Raul Chedrese

Scaling Code Review as a Staff Engineer

When I first became a Staff Engineer I struggled to keep up with Code Reviews. I was drowning in review requests from different teams and different parts of the application. I couldn’t keep up and I felt guilty about not getting to reviews quickly or providing detailed enough reviews. It turned out that the way to improve my code reviews was to spend less time doing them.

Adjust your expectations

When working on a small team on a codebase that you understand well it may be possible to do line-by-line reviews of your teammates’ code. To provide valuable feedback on code you need to understand the context around that code. How the surrounding code works, what the intent of the feature they are working on is, and team-specific conventions. The members of a team are exposed to that context daily and can quickly start doing a meaningful review. For someone outside the team, the majority of the code review time may be spent just downloading that context into your brain. This doesn’t scale.

You need to change the teams’, and your own, expectations for your reviews. You shouldn’t be doing line-by-line reviews anymore. Nor should you be trying to identify issues that need team-specific domain logic. Trust the team to do those. That is no longer where you can add the most value.

What to Review

If not these things what should you be looking for in code review? As a Staff Engineer, you must take the time to think about the unique value you can provide. If you don’t you may end up doing a bunch of code reviews slower and worse than a developer on a team would. You aren’t adding value as a Staff Engineer if this is the case.

These are things I focus on when reviewing code:

Things you know best

What are you an expert in? Where is your deepest experience? Backend? Frontend? Performance? Platforms? Security? Whatever that is these are the places you should go a bit deeper in code reviews. This is where you can provide unique insight. You will also improve your understanding of how the application handles those concerns.

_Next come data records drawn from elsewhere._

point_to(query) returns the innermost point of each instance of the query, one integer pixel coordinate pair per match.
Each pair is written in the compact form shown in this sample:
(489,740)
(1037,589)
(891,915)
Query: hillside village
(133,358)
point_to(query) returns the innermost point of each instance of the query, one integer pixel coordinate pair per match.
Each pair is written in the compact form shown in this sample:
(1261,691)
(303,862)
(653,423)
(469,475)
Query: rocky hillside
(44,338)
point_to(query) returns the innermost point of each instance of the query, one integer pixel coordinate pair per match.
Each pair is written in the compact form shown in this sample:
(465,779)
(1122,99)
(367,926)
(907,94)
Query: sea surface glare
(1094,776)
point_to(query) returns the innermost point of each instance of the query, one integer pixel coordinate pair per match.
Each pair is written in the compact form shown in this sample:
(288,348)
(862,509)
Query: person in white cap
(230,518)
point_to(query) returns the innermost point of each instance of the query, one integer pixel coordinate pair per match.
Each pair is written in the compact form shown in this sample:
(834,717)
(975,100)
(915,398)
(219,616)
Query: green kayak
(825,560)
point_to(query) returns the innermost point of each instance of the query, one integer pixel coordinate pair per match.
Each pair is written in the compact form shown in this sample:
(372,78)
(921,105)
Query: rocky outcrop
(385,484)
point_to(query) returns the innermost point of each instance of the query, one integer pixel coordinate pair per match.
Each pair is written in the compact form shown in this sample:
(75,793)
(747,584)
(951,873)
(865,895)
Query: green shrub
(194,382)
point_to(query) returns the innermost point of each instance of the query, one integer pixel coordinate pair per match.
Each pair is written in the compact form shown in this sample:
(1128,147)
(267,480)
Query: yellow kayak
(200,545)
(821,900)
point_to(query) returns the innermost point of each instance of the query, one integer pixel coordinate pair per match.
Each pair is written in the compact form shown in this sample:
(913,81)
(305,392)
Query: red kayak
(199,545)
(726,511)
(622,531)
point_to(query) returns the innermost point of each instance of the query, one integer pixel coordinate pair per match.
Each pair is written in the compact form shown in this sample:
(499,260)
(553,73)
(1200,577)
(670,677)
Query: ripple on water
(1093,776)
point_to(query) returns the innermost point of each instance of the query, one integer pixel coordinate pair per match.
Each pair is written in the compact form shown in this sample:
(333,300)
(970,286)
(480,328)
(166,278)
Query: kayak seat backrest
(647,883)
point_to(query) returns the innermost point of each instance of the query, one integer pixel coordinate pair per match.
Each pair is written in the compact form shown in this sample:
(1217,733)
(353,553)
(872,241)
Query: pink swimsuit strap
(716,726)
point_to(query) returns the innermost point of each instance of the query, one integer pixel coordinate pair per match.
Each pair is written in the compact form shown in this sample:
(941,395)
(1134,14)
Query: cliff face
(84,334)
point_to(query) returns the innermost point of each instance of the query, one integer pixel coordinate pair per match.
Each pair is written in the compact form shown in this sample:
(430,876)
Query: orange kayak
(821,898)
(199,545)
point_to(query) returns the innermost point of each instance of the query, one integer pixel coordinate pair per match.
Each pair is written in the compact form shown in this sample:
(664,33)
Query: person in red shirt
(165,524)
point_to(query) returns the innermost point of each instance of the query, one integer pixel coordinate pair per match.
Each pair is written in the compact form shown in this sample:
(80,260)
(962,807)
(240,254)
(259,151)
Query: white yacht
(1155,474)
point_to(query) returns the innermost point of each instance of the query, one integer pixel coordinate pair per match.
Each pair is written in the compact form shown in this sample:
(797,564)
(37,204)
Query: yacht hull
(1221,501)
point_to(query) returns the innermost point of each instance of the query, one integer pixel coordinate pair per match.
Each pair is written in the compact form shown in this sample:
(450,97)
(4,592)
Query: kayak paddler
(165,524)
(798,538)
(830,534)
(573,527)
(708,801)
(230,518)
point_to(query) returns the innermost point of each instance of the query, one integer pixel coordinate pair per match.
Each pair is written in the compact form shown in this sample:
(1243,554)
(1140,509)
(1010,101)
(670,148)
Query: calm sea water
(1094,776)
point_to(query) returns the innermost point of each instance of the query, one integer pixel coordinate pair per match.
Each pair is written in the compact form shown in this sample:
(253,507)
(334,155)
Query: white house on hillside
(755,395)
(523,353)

Things that are difficult to change

This is the best way I’ve found to do impactful reviews. Ignore the code that will be easy to change and focus on the things that will be difficult to change. Often this means focusing on whether the code is following architecture patterns and what dependencies the code has.

Sometimes it means understanding the public API of the code you are reviewing. If the code exposes an API that will be used outside of the team, either via web endpoint or internally, then you should understand that API. Approach it as someone who would be trying to use it. Having someone approach the API with fresh eyes and experience using good and bad APIs can lead to incredibly valuable feedback.

What if the API/interface is difficult to understand or find? Read the docs, there are no docs? That’s great feedback right there. If it’s hard for you to discover in code review it will be difficult for a developer trying to use it to discover. Ask the team to write some documentation or at the very least to describe its usage in the PR description.

Things that affect longer-term technical vision

Team members tend to be very focused on the work their team is doing often at the expense of what other teams and the wider organization is working on. This isn’t a bad thing. You want your teams to be experts in their domain and not be distracted by what every other team is doing. As someone outside the team, you can bring relevant context from the wider org to the team.

As a Staff Engineer, you should be spending more time understanding cross-team goals. The technical vision for the project, the application architecture, and large migrations or deprecations in progress are common examples. Helping teams move towards those goals as they work is important work.

When moving into a Staff Engineer role it’s easy to continue doing things the same way you always have. You must adjust some of the activities you’ve always done to take advantage of the unique strengths of your new role.